I had the good fortune of stumbling across an almost one-hour long talk given by Oliver Reichenstein of iA - Information Architects. The talk was titled, Information - Entropy and in it he talked about his principles of good design and how right now the modern world of technology is possibly hurtling our civilisation down a path that of ever accelerating chaos and entropy.
Even though entropy is a fundamental law of the universe according to the second law of thermodynamics and seems to be inevitable even when dealing with metaphorical things like human existence and so on, he mentioned that he believed that life itself can and does act as a sort of counter to this natural phenomenon.
Conscious action by natural occurences and sentient beings can help to stem the universal entropic tide. If we lose sight of this, we will end up in more trouble than we may be able to get ourselves out of.
His talk focused on software design since that is what his company does, but his principles cut across all design disciplines in my opinion.
I will list the points he raised in his talk below and while they are all interconnected, he broke them down into the following principles:
- Slow down - take time to think about what you are doing and how you are doing it.
- Negativity - listen to feedback and use it as a catalyst for self-analysis and improvement, even if you do not agree with the criticism.
- Repetition - do not be tempted to create "new" things for the sake of being unique. Iterate on old concepts and look for what else can be derived from them.
- Intimacy - develop a relationship with your users. Do not be too eager to share everything about your processes and ideas with the world. Being able to choose who and when you reveal certain things to makes the ideas more precious and builds stronger relationships between the designer and the end-user.
- Details - paying attention to the details allows for an even greater relationship between the creator and the consumer as spending time to refine details allows for thoughtful users to get even more enjoyment when they notice them.
Whether it is a client brief, or a fashion collection, or coming up with the solution to a problem in one's life, we all need to take time out to not only develop a solution, but also to actually observe the problem itself. Slowing down also allows us to look critically and creatively at the tools at our disposal, our relationships with the people that will be affected by our designs and our own minds at the time we are working.
In today's accelerated world, it feels like less and less time is given to people to design. The fashion season has expanded from two collections a year to four of them, pushed even faster and faster by pressure from the fast fashion industries and the desire for newness that consumers and the industry demands.
When money is the motivating factor, good design suffers as more and more demands are made on its ability to deliver creative solutions to abstract and material problems.
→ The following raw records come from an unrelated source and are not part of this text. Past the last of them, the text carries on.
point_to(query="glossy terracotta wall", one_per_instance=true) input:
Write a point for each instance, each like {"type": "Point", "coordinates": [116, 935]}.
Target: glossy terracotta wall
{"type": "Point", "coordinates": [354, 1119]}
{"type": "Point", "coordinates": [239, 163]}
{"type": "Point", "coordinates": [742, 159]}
In Nigeria where we are lucky enough to still be in a position where we can set a sustainable pace, I think it is important we do so before globalisation fully embraces us.
We lack a culture of both critique and listening to criticism in Nigeria. It makes us become not only complacent in our various fields, but also ignorant and even disdainful of the needs of the people we are making these things for. Even if a critique is fundamentally uninformed or delivered in a hostile fashion, we should still use the opportunity to inhabit someone else's shoes and see our designs from the outside. We might never get to see things from that particular point of view, but it will still give us a new perspective on the work we are doing.
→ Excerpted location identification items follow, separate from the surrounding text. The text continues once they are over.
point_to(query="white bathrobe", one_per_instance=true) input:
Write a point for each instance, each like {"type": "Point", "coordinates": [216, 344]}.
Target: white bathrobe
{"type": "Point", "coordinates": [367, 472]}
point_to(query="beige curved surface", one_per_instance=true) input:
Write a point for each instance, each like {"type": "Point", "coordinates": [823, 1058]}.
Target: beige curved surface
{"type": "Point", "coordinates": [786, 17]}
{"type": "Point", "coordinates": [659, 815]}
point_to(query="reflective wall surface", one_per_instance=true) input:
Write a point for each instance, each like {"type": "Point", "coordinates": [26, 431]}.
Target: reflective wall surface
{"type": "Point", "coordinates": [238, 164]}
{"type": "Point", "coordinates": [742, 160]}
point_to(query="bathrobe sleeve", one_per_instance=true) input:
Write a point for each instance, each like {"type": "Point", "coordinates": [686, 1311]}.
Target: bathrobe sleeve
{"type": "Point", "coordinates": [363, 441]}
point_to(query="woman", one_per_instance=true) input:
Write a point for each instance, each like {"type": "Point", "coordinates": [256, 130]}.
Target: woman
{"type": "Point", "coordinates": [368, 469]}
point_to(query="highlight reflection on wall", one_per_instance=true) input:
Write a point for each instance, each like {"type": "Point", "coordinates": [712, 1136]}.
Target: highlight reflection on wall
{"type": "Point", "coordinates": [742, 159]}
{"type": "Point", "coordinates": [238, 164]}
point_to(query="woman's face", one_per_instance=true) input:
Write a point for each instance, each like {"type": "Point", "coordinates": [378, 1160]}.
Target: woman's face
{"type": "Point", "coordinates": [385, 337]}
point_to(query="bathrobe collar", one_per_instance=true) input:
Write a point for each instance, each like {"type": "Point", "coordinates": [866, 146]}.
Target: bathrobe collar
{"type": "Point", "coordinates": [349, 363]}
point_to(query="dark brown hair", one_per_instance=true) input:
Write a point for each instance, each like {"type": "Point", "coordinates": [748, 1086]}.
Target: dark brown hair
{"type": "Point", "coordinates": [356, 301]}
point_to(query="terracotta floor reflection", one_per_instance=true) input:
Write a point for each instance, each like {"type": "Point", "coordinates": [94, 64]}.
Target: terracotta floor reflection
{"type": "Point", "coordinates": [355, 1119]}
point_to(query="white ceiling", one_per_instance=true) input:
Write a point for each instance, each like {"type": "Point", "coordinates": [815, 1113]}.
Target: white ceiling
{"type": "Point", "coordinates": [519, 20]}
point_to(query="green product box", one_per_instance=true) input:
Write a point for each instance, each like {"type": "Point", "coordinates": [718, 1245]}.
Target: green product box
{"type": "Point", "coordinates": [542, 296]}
This process is extremely fundamental to getting better and iterating successfully on our output and processes.
Good design also engenders empathy between the designer and their user and we could definitely use more of that in the world.
In the West generally, there is a stigma against copying and repetition. The capitalist dogma that has given them such economic growth also feeds on the idea of presenting the false proposition that new is fundamentally better than old. This is how they convince consumers to crave new things and look for unique features, even if they are largely superfluous ones.
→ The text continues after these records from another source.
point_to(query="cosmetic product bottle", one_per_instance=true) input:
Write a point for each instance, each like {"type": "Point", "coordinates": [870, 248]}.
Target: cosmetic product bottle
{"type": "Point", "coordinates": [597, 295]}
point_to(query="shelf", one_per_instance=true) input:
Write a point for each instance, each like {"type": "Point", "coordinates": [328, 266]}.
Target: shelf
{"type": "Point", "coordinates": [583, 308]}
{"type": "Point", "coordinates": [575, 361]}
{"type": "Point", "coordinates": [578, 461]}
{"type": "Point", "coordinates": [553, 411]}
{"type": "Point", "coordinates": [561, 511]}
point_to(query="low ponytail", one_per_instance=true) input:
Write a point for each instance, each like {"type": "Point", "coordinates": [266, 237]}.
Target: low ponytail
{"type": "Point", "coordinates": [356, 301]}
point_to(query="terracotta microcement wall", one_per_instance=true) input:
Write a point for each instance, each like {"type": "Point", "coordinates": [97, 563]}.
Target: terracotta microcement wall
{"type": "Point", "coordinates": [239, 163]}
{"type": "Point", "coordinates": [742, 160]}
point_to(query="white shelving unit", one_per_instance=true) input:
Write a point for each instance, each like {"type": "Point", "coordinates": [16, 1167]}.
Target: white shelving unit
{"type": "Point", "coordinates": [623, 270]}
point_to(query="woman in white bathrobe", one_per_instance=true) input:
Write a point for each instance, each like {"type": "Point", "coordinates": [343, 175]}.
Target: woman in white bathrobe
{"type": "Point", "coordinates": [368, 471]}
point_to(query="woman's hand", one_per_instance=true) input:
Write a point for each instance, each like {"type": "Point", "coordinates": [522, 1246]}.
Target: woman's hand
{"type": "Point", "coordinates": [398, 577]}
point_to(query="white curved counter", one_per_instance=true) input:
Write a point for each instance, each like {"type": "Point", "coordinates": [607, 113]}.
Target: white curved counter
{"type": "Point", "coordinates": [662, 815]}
This attitude is not only unsustainable, but it also puts undue pressure on designers to fabricate features and design elements that have no real value beyond the surface one of making people desire their product.
To copy or repeat a design allows us to observe it better, improve on things that we may have missed before and develop a dialogue with our customers, reassuring them with the familiarity of the old, while improving their experience by further iterating on the designs.
He gave a great example of how little children can watch the same cartoon endlessly and he felt it was because they always see something new with each viewing. The same holds true for design. Even if the design has not changed by the time you come to it again, you might have, and those new eyes will bring with them new insight.
This sort of copying is different from copying without any research or analysis of the original design. In this case, all that one usually ends up with is a poor photocopy that lacks both an intrinsic design goal and extrinsic design elements to aid in the achievement of said goal.
The best designers can create a relationship between their designs and their end-users. This relationship is founded on trust in the quality and suitability of the product to achieve desired aims and more importantly, a dialogue between the designer and the customer that is communicated via elements in the design that can only be discovered by using the product.
Not revealing these details to the world at large and leaving them for users to discover can help to create a special feeling between those users that discover them and the product they are using. It makes them feel that these details were put in for them to discover.
God lives in the details and this point ties in very neatly with all the ones mentioned above. One needs time to iron out details and give them an extra coat of loving attention, not to mention the fact that the more details are repeated and little variations made on their execution, the more special people that have noticed them feel and the more they cherish your product since they now see that you take that much time and care over such small details. For example, a specific type of horn used for buttons on a jacket may not be noticed by the majority of customers, but those that do notice them will appreciate their inclusion and treaure them, enjoying the cataloguing of differences between collections or iterations of the same jacket.
All the principles above if followed diligently will make for intelligent, respectful design that not only empowers the designer, it rewards the diligent customer and aids in helping us as a civilisation take the time to study our progression and ensure that we do not embark on grand moves within our society that may not be sustainable for all of us in the future.
The difference between the simplest Yohji Yamamoto jacket and one from most fast fashion houses lies in more than just the cost of the materials to make them and the name on the label. It lies in the amount of time and care that is taken in something as mundane as the construction of the shoulder seam, the choice of buttons and the time taken to create the fabric.
The latter is a commodity, and with enough time, can form an industry that commoditises its customers as well. Reducing them to nothing more than mobile wallets waiting for the next big thing.
The former is a designed object and can result in dialogue, serving as a focal point of discussion between user and designer and may end up in better products and a better world for all of us.